Load Balancing
Real Incident: Reddit, 2023
A single misconfigured load balancer rule sent 80% of traffic to 2 of 50 servers. Those 2 servers melted. Cascading failure brought down all of Reddit for 3 hours. Load balancing isn't just "spread traffic evenly" — it's the difference between staying up and going dark.
The 30-Second Explanation
Load balancer = a traffic cop that distributes incoming requests across multiple servers so no single server gets overwhelmed.
Performance
Spread load → lower latency per request
Availability
Server dies → LB routes around it
Scalability
Add servers → handle more traffic
The Restaurant Analogy
You own a restaurant with 5 chefs. Customers line up at the door.

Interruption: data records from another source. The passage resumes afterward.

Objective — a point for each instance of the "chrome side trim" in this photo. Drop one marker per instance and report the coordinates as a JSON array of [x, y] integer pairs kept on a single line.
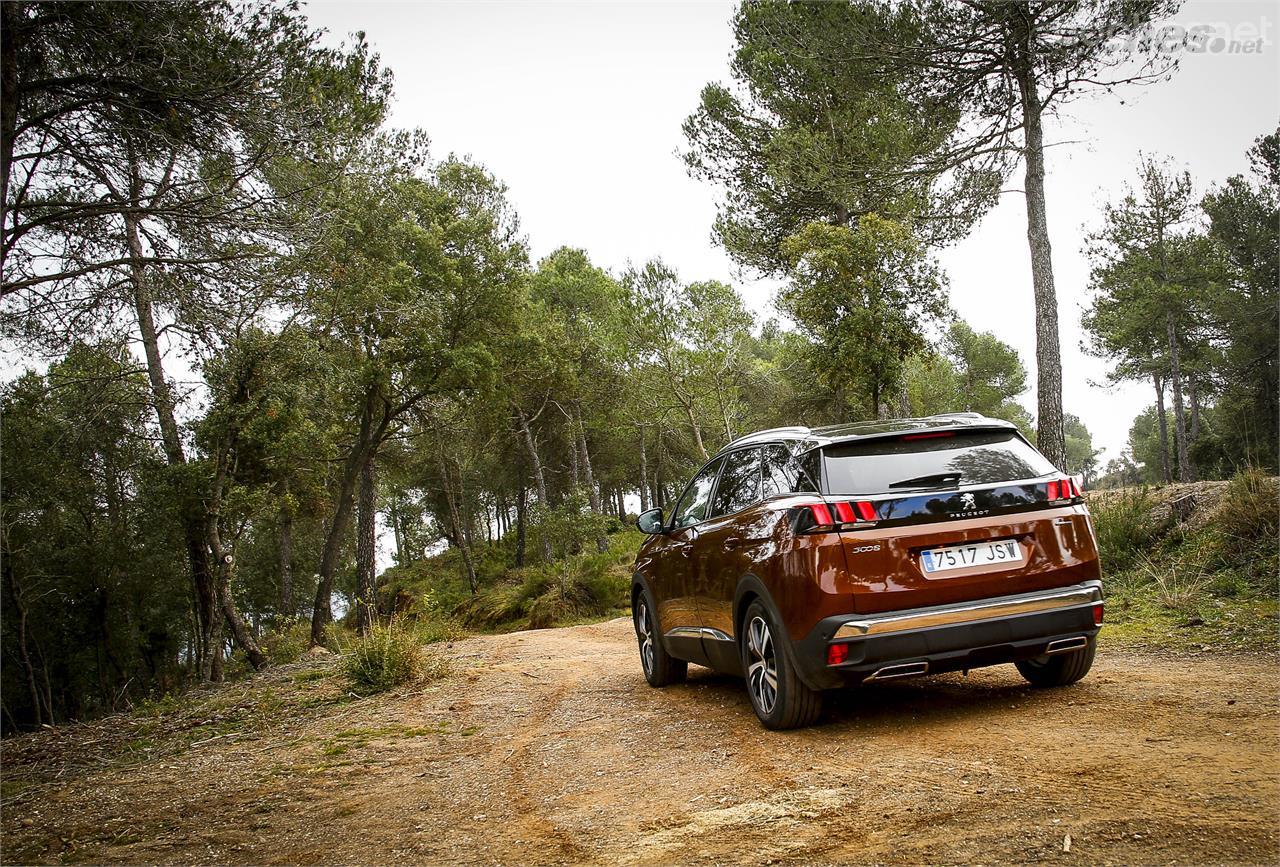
[[698, 632], [970, 612], [1066, 644], [900, 670]]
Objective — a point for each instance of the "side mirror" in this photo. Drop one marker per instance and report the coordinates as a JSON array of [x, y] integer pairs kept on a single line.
[[650, 521]]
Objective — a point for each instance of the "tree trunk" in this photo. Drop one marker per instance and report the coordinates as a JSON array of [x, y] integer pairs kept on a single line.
[[1193, 396], [225, 564], [1166, 477], [321, 614], [521, 502], [458, 532], [161, 397], [10, 18], [19, 611], [698, 432], [397, 529], [644, 475], [1185, 471], [1050, 437], [366, 550], [602, 542], [539, 478], [286, 543], [240, 630]]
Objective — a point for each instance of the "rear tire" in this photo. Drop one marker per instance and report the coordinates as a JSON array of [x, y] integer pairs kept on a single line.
[[778, 697], [659, 667], [1059, 670]]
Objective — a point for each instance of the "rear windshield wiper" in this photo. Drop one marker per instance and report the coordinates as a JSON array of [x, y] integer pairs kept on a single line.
[[933, 480]]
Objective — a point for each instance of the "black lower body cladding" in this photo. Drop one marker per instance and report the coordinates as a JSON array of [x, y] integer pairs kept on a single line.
[[949, 647]]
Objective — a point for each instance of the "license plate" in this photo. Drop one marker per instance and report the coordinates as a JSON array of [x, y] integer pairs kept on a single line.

| Strategy | What the host does | Real equivalent |
|---|---|---|
| Round Robin | Customer 1 → chef 1, customer 2 → chef 2... repeats | Nginx default |
| Least Connections | "Which chef has fewest orders right now?" | HAProxy for APIs |
| Weighted | "Chef 3 is 2x fast — send double orders" | Mixed hardware |
| IP Hash | "You always sit at chef 2's counter" | Session affinity |
| Random Two Choices | Pick 2 chefs, send to less busy one | Netflix (power of 2) |
Algorithms in Detail
Round Robin
Least Connections
Weighted Round Robin
IP Hash (Sticky Sessions)
Algorithm Comparison
Static (Don't check server state)
| Algorithm | How | Best For | Weakness |
|---|---|---|---|
| Round Robin | Cycle through servers | Equal-capacity, stateless | Ignores server load |
| Weighted Round Robin | More requests to higher-weight servers | Mixed hardware | Weights don't adapt |
| IP Hash | hash(client_IP) % N | Session stickiness | Uneven if IPs cluster |
| URL Hash | hash(URL) % N | Cache efficiency | Hot URLs = hot servers |
Dynamic (React to real-time state)
| Algorithm | How | Best For | Weakness |
|---|---|---|---|
| Least Connections | Route to server with fewest active conns | WebSocket, long requests | Doesn't weight request cost |
| Least Response Time | Route to fastest-responding server | Latency-sensitive APIs | Needs health probes |
| Random Two Choices | Pick 2 random, choose less loaded | Large clusters (100+) | Slightly more logic |
Interview Gold
"Power of Two Choices" is used at Netflix. Picks 2 random servers and routes to the less loaded one. Avoids the herd effect where all clients pile onto the same "least loaded" server simultaneously. Near-optimal distribution with minimal state.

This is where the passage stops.